If desired, the user may define a function to obtain input, either from the user or from another source (e.g., a database or special I/O device). If the parameter name has the property askfn defined, the function specified for the askfn property will be called to obtain the value; its parameters are the data context and the parameter name. The askfn should return a list of (value cf) pairs, as described above. For example, if an askfn reads a voltage of 4.6 volts from an A/D converter, it should return ((4.6 1.0)) .

   ; Specify the `ask' function for voltage
   (setf (get 'voltage 'askfn) #'readvoltage)

   ; Simulate reading of voltage: 4 volts + 0-1 volts noise
   (defun readvoltage (cntxt parm)
     (list (list (+ 4.0 (random 1.0)) 1.0)) )

In some cases, it may be desirable to ask the user for a value before trying to infer a parameter value using rules. For example, the temperature of a patient will usually be known.
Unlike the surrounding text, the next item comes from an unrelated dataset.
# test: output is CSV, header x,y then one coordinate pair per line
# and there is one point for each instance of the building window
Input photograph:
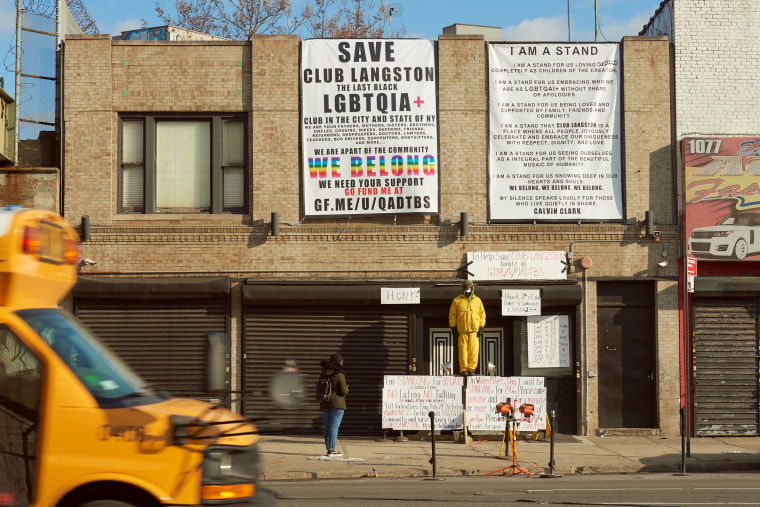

If the askfirst property is defined with a non-nil value for a parameter name, then the user will be asked for a value before rules to infer the parameter are tried.

   (setf (get 'temperature 'askfirst) t)

Escaping to Lisp

An important feature of an expert system tool is the ability to escape from it into the underlying programming language to perform computations that are not easily supported by the tool. TMYCIN provides several places at which an expert system application can escape into Lisp.

Special Input Functions

As mentioned above, it is possible to put a function name on the property list of a parameter name as the value of the askfn property. This will cause that function to be called for input of that parameter rather than asking the user for the value. This allows some or all of the input data used by the expert system to be gotten from other sources, such as databases, data files, or special input devices. If desired, the parameters could also be specified as askfirst parameters so that data will be obtained for them before the consultation begins.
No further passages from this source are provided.